The Hungarian opposition radio is pressured out of the air because it loses the license renewal case


© Reuters. Court decision on the fate of the Klubradio station


By Anita Komuves

BUDAPEST (Reuters) – A Hungarian opposition radio station on Tuesday lost an appeal against the revocation of its license, cutting by one the already dwindling ranks of media outlets criticizing the country's nationalist government.

The media authority announced in September that it would not renew the club radio's license due to a number of violations by the broadcaster during a seven-year license period that expires on Sunday.

Klubradio, which has broadcast for 19 years and whose political and talk show guests often criticize government policy, will then be forced out of the air after a Budapest court dismissed its appeal on Tuesday.

Prime Minister Viktor Orban's growing control of the Hungarian media is one of several issues that have been heavily criticized by the European Union for the erosion of democratic standards in the country, which his government has rejected.

Judge Regina Antal told the court that the two crimes committed by Klubradio meant that "the media council had no room to consider" whether the license should be renewed.
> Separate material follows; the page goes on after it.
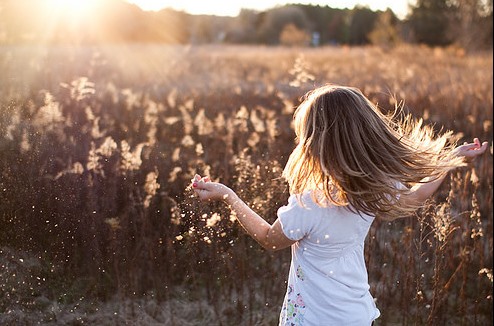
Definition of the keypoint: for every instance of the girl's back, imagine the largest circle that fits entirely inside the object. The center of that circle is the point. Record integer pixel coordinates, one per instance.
(328, 278)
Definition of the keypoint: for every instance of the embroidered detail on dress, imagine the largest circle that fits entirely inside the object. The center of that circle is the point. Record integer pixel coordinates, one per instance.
(300, 273)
The broadcaster said it was twice late to file reports on program content, a mistake made by other broadcasters whose licenses had nonetheless been renewed.
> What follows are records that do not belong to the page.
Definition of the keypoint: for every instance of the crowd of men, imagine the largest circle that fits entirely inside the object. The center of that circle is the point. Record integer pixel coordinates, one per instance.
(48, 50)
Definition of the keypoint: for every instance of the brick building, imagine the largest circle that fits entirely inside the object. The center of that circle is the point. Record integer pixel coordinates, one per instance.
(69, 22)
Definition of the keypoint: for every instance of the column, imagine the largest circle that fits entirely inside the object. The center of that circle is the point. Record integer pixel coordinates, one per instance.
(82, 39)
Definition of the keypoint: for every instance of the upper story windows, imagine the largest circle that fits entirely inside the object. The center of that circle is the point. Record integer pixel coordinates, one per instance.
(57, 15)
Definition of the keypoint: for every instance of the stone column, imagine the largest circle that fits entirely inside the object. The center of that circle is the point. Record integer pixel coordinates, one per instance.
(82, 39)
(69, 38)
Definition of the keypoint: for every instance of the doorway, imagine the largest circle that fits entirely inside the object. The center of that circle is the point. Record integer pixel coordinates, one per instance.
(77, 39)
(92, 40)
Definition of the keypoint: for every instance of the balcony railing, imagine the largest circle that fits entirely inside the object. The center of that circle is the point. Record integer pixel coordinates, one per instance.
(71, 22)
The court's decision, against which Klubradio's chairman Andras Arato, appealed, means the court won't be able to work online until Sunday.
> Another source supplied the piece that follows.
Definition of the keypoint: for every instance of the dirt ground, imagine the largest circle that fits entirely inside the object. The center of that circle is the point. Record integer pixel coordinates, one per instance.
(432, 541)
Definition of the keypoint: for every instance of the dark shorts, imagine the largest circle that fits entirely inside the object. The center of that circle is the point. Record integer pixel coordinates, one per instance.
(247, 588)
"The independent media space from the ruling party continues to shrink significantly, and this (case) is another important step in the process," said Agnes Urban, analyst at Mertek Media Monitor Think-Tank.

Under Orban, state broadcasters have become little more than mouthpieces for the government, while several other media outlets have been shut down or taken over by pro-government owners in recent years.

Orban had called for an increase in Hungary's ownership of the country's media, saying it rose from 34% to 55% last week.